Às vezes eu olho para algumas pessoas e,
a princípio, fico maravilhada. A combinação da roupa, o cabelo, os
acessórios, que gente fantástica. Por que eu nunca fico assim, por
mais que eu me arrume?
Vejo aquelas pessoas que comem umas
coisas estranhas. Posta de enguia com redução de balsâmico. Barra
de proteína importada da Holanda. Pudim de chia com cranberry e
physalis. Postam fotos fantásticas no Instagram. Fico olhando, me
achando muito ignorante mesmo.
Reparo que certas pessoas parecem fotos
de Instagram na vida real. Elas estão sempre na posição certa, com
a luz certa, com a roupa certa e a comida certa na hora certa. Elas
fazem tudo tão aparentemente certo. Malham às 6 da manhã. Nunca
estão em casa no sábado à noite. Pedalam no domingo. Bebem bebidas
bonitas.
É um tipo novo: as “pessoas
lifestyle”. Tudo nelas é digno de um post em redes sociais. Da
hora em que acordam até a hora em que dormem. E, se bobear, alguém
ainda os fotografa dormindo serenamente.
Mas eu… Eu não.
Eu costumo estar atrasada. E carrego um
monte de tralha. (Eles nunca carregam tralha.) Minhas roupas não são
propriamente cafonas, mas, na dúvida, eu aposto em tudo preto,
porque nunca saberei harmonizar estampas.

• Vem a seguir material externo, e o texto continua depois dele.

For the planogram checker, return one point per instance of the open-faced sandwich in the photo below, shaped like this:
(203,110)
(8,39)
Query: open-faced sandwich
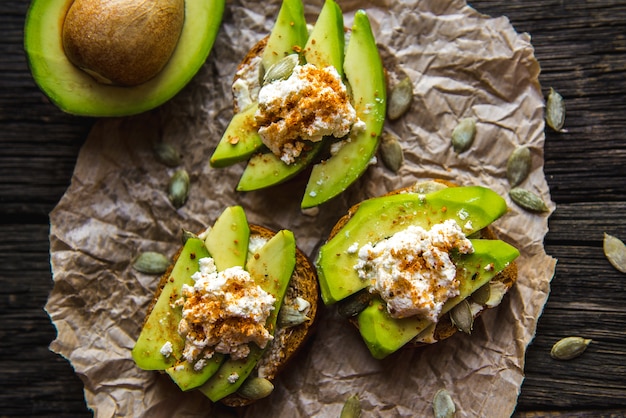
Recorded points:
(237,304)
(307,98)
(413,266)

Eu acordo com o cabelo amassado. Eu como
pão com manteiga. Eu almocei rolo de carne com purê. Eu prendo o
cabelo para poder lavar só à noite. Eu não vou à academia tanto
quanto deveria. E, quando vou, não posto foto. Sábado à noite eu
às vezes estou de pijama. Às vezes estou na minha avó. Às vezes
estou estudando. Às vezes estou embriagada e nenhuma foto sai boa.
Tem algo de muito estranho num mundo no
qual a gente se sente estranho por ser normal.
Ser uma pessoa impecável, um post na
vida real, é uma escolha. Ser uma pessoa lifestyle, que não molha o
cabelo na piscina para divar nas fotos, que acorda uma hora mais cedo
para escolher a roupa, que come o que é mais fotogênico e não o
que é mais gostoso, que checa a cada cinco minutos se a aparência
está ideal, pode ser interessante para alguns. Não para mim.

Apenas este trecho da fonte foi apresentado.